India is ranked 87 out of 144 nations by the World Economic Forum for infrastructure quality, below war torn Ukraine and 25 spots below Kazakhstan, which has roughly the same land mass.
“The government’s thrust is on building infrastructure and it wants to raise money through all possible avenues,” said Vibha Batra, the New Delhi-based head of financial industry ratings at ICRA Ltd, the local unit of Moody’s Investors Service. “A gap of more than a year will surely result in strong investor demand.”
Other measures have been introduced to help spur infrastructure spending too. The Reserve Bank of India eased rules for banks in July to make it easier to sell longer-dated debt whose proceeds will be used for affordable housing. The central bank also exempted bank bonds maturing in seven years or more from reserve requirements so long as sale proceeds are for highways, harbours and power plants.
Indian Railway Finance last sold tax-free notes in February last year. It paid an 8.19% coupon for the notes due March 2024, versus a weighted average fixed coupon on all its rupee-denominated debt of 8.33%, according to data compiled by Bloomberg. NTPC Ltd, which operates power plants that supply state electricity boards, also sold tax-free notes in February 2014, raising 5bn rupees via a three-part sale. It’s also paying an 8.19% coupon for 10-year debt, 98 basis points less than similar maturity securities it sold in September.

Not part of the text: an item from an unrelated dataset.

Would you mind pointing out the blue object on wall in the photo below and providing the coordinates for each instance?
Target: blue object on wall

Other issuers of tax-free bonds have included Cochin Shipyard Ltd, a boat builder in India’s south, New Delhi-based Housing & Urban Development Corp, which helps finance urban infrastructure projects, expressway builder National Highways Authority of India, and Rural Electrification Corp, which funds power projects.
“The entire funding cycle will be positively impacted because of tax-free bonds,” Rural Electrification Finance Director Ajeet Agarwal said by phone from New Delhi on March 5. “Projects will benefit from lower borrowing costs.”

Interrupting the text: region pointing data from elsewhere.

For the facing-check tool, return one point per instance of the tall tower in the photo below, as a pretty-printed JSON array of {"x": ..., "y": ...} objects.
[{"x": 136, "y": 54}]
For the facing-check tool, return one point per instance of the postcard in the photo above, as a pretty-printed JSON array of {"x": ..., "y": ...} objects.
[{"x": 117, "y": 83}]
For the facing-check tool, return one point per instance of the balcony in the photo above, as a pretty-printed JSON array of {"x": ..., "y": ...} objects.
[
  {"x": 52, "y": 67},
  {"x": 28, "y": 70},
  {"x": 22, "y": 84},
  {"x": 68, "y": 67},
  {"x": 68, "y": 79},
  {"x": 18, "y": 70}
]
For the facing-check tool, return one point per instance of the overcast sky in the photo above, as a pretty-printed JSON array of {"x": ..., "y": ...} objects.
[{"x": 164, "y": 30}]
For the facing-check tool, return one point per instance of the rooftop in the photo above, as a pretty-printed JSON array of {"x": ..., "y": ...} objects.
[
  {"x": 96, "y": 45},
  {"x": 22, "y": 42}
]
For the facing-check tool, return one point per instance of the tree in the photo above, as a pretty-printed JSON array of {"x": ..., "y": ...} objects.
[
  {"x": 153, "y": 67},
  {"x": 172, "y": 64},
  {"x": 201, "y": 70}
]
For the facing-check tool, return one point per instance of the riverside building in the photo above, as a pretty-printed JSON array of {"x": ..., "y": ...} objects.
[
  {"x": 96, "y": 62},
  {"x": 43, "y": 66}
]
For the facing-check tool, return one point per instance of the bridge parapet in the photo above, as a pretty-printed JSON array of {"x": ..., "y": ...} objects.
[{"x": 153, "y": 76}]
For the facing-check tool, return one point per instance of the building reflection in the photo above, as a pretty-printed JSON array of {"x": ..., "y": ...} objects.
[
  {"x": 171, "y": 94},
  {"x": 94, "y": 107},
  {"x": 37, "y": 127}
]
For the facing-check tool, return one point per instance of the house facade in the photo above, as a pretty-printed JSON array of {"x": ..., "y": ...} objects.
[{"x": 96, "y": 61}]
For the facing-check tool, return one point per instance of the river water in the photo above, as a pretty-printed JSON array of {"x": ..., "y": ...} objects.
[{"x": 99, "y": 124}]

Yields on top-rated 10-year corporate bonds have fallen 23 basis points this year to 8.36%, Bloomberg-compiled data show. The rupee has appreciated 1.4% against the dollar, making it Asia’s best-performing currency.
While India’s infrastructure has improved over the past decade, more work is needed. Modi unveiled plans in July last year for a high-speed bullet train between Mumbai and Ahmedabad, a main city in the neighbouring state of Gujarat. Bigger airport terminals for New Delhi and Mumbai have already been completed, as has an upgraded highway between Delhi and Agra, home to the Taj Mahal. Borrowing costs should drop further after the RBI eased last week, Rural Electrification’s Agarwal said. Governor Raghuram Rajan unexpectedly reduced the repurchase rate by 25 basis points to 7.5% on March 4 in the bank’s second reduction this year.
“Tax-free bonds are attractive instruments for issuers as well as investors, and also help the government to bridge the funding gap,” said Ajay Manglunia, the Mumbai-based head of fixed-income markets at Edelweiss Financial Services Ltd “I expect the government to allow issuance of 300bn to 400bn rupees of untaxed bonds next fiscal year.”